The hon. Gentleman mentioned the financial difficulties that the area faces. Services there will benefit from an increase in investment of around 30 per cent. over the next three years, which is similar to other areas in the country—the biggest ever investment in the NHS—but I recognise the pressures that the whole health service is under. We have a long way to go in terms of increasing capacity, dare I say, after many years of under-investment and a lack of capacity in the system.

All three options outlined in the interim strategy will mean that Kent and Canterbury will retain a number of core services. There are proposals to enhance emergency services with the introduction of an emergency centre, under which vascular surgery, urology and clinical haematology would be provided together at Kent and Canterbury. A clear, important and sustainable role for the hospital is therefore envisaged in some of the proposals.

In relation to the interim delivery strategy, the local health community has been engaged fully in the process to try to meet the third core principle of our new guidance: that there should be a whole systems approach to these decisions. The plans have also been shared with senior clinical staff and presented to the Canterbury and Thanet community health council.

In conclusion, I want to say a few words about the next steps in the process, as those will be of great concern to local people. I am very conscious of the length of time that it has taken to resolve these matters. For clinicians, the public, the patients and everyone who works in the trust, certainty is very important.
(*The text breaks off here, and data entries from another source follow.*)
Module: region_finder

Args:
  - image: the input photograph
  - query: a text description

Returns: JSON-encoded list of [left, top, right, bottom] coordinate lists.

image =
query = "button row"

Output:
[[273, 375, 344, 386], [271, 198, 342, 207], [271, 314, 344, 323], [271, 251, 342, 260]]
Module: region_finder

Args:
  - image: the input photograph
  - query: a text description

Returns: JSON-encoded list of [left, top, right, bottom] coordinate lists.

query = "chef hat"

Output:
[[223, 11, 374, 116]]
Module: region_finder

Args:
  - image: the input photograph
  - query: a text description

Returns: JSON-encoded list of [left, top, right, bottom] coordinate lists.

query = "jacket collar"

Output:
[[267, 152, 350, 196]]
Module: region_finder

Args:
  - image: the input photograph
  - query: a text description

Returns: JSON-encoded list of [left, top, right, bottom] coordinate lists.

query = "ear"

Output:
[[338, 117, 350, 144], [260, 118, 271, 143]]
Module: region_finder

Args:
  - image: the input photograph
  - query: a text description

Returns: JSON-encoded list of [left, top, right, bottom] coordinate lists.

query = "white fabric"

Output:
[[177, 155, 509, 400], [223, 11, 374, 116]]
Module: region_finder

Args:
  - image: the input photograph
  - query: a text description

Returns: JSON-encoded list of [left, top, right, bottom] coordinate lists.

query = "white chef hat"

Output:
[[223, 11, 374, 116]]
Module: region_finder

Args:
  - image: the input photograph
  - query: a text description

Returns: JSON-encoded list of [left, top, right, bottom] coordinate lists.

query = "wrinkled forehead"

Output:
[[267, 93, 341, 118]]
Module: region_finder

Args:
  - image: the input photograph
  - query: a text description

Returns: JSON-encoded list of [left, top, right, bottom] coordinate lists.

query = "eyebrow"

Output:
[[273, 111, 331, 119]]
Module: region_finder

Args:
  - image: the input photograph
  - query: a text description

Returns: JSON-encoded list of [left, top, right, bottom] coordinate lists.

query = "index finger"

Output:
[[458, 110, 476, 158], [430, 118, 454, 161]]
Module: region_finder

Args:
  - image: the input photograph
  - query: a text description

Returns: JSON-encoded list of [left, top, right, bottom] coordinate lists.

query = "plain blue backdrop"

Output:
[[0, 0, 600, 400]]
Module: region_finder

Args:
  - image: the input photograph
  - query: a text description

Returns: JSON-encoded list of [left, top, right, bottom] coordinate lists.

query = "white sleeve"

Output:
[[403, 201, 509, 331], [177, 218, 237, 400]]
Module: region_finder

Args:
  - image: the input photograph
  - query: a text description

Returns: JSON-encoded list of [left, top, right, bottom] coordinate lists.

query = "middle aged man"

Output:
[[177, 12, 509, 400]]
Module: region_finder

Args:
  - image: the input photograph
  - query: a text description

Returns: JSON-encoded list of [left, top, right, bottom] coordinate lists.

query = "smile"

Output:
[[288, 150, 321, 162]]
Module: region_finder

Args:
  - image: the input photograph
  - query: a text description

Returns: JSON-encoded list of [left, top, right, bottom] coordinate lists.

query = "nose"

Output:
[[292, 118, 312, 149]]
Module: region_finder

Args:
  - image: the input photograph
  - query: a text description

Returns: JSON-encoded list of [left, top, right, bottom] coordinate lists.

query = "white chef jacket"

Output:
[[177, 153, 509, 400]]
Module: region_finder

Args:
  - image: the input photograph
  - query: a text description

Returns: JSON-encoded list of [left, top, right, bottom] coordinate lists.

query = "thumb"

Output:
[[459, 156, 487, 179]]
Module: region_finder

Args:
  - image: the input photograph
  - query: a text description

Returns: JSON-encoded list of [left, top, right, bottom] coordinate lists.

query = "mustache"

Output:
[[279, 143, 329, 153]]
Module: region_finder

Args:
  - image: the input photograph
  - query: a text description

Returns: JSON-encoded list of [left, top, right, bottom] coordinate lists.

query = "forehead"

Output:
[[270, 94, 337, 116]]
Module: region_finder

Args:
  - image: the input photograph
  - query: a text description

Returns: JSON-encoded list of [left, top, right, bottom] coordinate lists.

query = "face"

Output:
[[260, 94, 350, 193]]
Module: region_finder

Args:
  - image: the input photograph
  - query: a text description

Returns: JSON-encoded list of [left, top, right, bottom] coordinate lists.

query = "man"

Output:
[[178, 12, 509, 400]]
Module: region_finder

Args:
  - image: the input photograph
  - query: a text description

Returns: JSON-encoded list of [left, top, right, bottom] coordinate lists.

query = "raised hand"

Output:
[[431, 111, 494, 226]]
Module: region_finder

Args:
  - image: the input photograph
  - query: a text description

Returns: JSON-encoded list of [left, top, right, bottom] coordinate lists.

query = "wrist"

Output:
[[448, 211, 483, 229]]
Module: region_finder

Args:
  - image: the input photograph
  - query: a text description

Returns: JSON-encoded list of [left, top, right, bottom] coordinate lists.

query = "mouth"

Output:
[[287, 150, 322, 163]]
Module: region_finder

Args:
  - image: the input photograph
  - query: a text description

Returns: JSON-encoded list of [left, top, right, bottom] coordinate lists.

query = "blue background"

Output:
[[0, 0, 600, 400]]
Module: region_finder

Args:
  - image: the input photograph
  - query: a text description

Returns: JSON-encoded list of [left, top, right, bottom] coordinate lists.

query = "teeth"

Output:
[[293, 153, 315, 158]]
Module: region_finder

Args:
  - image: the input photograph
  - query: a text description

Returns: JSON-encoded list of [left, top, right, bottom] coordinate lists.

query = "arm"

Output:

Although, as I have said, the matter will be referred to the independent reconfiguration panel, which is the right thing to do, we will make it clear, as a matter of urgency, that we want the independent reconfiguration panel to report to us with their advice. We will be writing as a matter of urgency to the panel. We will set out the terms of referral. We will also write to the community health council chairmen who referred the case originally to inform them of the action that is being taken. We will certainly try to let local people know far as we possibly can that this matter is drawing to a conclusion. I expect the independent reconfiguration panel to look at the case quickly and to provide its advice to Ministers as a matter of urgency because, as I say, I am hugely conscious of the need to get some certainty into the process.

Regardless of the final decision that is taken, new facilities and models of care in this area are needed. They will enable the trust to provide health care to Canterbury residents. What is important for all of us involved is that those services be sustainable in the long term. They must provide an improved and better service for patients and the local community. That is what we are all aiming to achieve for the residents of the whole of east Kent. That is our overriding duty.

Question put and agreed to.

Adjourned accordingly at six minutes to Nine o'clock.